As you may be aware, the tax residency of an account holder is determined based on the information possessed by the FIs and to certain extent the judgement of the personnel of the FIs. As a result, there is a potential risk that the tax residency of an account holder may be incorrectly determined by the FIs and accordingly, the financial account information of that account holder is erroneously exchanged by the FIs through the Hong Kong tax authority to a foreign tax jurisdiction(s).
Due Diligence Based on Internal Records
As mentioned above, the FIs may determine the tax residency of an account holder through residence address test, electronic/paper record search and relationship manager inquiry. If the information of the account holder maintained by the FIs is incorrect/not updated, the tax residency of the account holder as identified by the FIs would potentially be incorrect. Hence, it is important for the account holder to ensure that their relevant information in the hands of to the FIs is correct, complete and updated.
Another potential concern is whether the tax residency of the account holder can be correctly determined by the officers of the FIs based on the rather limited information, such as nationality of an individual/place of incorporation of an entity, residential/business address, mailing address, telephone number, etc. possessed by the FIs. For example, the number of days spent by an individual in a tax jurisdiction is usually relevant when determining whether he/she is a tax resident of that tax jurisdiction. One may wonder whether the FIs can determine the tax residency of an individual in the absence of his/her travel itinerary/passport copy. In addition, the rules for determining the tax residency of an individual/entity are not the same among the different tax jurisdictions. Whether the standard information possessed by the FIs is sufficient for determining the tax residence of their account holders? Whether the personnel of the FIs has conducted a thorough study on the relevant tax rules of each tax jurisdiction and accordingly made a correct assessment on the tax residency for each account holder?

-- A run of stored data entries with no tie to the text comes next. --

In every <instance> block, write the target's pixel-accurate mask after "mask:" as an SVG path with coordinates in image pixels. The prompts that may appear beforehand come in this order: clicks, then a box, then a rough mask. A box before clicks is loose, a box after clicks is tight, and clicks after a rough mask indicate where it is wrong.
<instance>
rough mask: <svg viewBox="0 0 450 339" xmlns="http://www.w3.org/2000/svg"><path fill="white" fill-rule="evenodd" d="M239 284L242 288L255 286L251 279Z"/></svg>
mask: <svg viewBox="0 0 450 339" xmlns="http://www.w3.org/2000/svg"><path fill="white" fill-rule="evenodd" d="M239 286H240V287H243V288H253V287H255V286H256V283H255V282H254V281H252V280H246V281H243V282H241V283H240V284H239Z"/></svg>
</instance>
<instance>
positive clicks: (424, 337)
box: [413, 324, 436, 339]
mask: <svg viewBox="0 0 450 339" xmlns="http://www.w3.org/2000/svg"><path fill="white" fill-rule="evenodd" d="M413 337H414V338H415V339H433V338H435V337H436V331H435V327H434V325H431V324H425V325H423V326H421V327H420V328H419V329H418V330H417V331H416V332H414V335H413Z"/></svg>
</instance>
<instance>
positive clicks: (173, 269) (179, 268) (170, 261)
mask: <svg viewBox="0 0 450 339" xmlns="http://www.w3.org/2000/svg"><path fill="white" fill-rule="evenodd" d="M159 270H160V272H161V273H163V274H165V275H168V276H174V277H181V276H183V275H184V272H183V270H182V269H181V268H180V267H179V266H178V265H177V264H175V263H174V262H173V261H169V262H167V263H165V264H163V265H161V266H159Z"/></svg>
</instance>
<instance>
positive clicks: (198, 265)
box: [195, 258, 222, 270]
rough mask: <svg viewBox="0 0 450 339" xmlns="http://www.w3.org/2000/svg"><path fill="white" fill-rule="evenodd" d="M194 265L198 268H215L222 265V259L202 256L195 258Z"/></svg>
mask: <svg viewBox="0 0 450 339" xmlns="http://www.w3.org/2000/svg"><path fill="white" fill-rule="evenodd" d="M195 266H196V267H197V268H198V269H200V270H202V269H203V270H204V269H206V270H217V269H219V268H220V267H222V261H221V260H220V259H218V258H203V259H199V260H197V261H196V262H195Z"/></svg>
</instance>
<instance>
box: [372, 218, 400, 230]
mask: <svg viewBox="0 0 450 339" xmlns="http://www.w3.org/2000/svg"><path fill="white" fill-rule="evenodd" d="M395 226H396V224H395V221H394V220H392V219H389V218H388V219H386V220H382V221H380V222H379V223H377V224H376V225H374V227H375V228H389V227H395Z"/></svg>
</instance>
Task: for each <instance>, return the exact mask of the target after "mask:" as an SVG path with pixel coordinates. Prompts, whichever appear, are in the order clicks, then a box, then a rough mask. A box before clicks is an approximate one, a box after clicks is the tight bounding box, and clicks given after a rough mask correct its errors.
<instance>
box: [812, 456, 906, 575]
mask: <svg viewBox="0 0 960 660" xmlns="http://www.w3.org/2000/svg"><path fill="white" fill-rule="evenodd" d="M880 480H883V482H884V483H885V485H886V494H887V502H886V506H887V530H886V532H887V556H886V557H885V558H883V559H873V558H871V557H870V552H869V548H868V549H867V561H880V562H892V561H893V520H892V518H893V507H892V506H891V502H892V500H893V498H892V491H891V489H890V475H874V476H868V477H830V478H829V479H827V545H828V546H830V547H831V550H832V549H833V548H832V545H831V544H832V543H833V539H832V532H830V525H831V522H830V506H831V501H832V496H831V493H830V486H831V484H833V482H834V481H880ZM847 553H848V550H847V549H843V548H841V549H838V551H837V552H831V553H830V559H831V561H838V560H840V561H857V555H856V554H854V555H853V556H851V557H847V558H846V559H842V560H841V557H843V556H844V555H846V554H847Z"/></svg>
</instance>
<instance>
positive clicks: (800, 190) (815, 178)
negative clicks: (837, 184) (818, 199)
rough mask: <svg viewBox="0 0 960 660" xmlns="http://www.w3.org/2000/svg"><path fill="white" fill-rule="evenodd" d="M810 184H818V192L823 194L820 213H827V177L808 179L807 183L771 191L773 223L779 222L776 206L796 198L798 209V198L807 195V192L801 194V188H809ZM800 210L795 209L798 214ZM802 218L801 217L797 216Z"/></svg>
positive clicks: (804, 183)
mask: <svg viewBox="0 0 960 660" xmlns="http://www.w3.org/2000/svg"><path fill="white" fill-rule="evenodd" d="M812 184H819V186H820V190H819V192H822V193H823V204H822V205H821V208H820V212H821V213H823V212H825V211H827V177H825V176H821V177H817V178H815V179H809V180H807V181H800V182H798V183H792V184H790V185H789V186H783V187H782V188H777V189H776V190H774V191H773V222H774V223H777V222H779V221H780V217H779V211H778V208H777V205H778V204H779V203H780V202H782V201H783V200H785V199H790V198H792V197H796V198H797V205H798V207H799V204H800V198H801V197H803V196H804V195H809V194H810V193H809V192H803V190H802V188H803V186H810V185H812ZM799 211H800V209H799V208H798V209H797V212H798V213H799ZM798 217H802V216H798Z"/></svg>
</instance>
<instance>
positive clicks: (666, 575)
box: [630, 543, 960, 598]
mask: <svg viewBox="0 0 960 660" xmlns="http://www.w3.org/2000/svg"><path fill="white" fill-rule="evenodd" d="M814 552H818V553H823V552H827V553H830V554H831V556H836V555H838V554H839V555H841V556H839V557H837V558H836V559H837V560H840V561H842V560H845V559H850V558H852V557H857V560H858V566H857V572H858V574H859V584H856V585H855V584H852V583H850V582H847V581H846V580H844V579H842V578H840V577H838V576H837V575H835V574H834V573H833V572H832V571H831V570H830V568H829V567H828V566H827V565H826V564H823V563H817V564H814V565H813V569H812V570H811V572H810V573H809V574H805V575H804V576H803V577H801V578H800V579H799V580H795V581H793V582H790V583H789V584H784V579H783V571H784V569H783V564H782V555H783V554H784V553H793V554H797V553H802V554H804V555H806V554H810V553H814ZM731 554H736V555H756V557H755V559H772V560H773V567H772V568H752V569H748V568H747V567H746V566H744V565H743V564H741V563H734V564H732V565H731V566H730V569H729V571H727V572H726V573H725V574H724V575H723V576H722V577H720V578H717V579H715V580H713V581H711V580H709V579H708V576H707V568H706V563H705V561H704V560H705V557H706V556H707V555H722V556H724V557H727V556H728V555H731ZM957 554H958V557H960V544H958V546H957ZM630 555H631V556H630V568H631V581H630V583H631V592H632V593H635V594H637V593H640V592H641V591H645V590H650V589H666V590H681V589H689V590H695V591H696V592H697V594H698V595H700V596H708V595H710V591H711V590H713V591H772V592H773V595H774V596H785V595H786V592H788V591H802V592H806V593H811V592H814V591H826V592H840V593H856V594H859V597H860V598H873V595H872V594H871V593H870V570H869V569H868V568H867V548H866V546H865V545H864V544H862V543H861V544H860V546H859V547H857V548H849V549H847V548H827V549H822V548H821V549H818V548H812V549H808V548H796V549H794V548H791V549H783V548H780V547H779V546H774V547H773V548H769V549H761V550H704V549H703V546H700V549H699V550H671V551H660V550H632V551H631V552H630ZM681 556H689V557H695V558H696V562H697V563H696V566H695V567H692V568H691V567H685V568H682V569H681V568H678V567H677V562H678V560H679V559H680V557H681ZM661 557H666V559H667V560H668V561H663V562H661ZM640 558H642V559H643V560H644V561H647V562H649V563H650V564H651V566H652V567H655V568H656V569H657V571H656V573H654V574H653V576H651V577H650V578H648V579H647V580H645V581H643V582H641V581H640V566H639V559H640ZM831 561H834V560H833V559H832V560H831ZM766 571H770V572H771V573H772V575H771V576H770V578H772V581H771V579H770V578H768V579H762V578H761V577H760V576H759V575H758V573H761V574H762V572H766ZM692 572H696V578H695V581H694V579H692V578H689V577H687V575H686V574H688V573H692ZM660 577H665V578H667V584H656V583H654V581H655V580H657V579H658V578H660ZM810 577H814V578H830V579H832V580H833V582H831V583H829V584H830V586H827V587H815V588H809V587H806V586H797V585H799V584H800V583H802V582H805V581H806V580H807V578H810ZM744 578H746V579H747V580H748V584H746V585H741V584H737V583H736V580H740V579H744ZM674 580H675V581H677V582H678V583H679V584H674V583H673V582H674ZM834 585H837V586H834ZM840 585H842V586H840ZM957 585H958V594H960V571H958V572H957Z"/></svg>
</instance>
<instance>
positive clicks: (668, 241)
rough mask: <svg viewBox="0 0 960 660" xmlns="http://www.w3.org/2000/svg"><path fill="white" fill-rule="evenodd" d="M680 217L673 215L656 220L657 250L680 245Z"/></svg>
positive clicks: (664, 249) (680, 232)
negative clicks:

Due Diligence Based on Self-Certification Forms
Some account holders are requested by the FIs to complete a tax residency self-certification form. It is found that the information required to be supplied in the self-certification forms is also rather limited, such as the place of incorporation and type of the entity, Hong Kong identity card/passport number of the individual, business/residential address, mailing address as well as the tax residency and taxpayer identification number of the entity/individual. As a result, follow-up enquiries might be raised by the FIs if the information provided is considered by the FIs as ‘inconsistent’, such as the place of incorporation of an entity being declared as in Jurisdiction A while the tax residency of the same entity being declared as in Jurisdiction B.
It has also been experienced that bank officers, when opening a personal bank account for their customers, often input wrong tax residency information in their banking system. For example, if a person is tax resident in Hong Kong but has an UK passport at the same time, banks tend to consider the account holder to have both a Hong Kong and UK tax residency, which is obviously incorrect. It is questionable whether the banks in such scenario will also send follow-up enquiries to their customers.
Automatic Exchange of Information Without Prior Notice
In case the FIs consider that a financial account is reportable pursuant to AEOI, they will not inform the account holders of the exchange of the financial account information to the foreign tax jurisdiction(s). Hence, the account holders’ account information will be exposed to the foreign tax jurisdictions without their consent. The worst scenario may be that the financial account is erroneously regarded by the FIs as a reportable account and accordingly the account information is disclosed to the foreign tax authorities.
In view of the above, an account holder is suggested to well ascertain his/her/its tax residency as well as voluntarily provide the relevant and updated information together with the supporting documents to the FIs, if necessary, with a view to mitigate the chance of the financial account information to be mistakenly exchanged by the FIs to the foreign tax jurisdictions.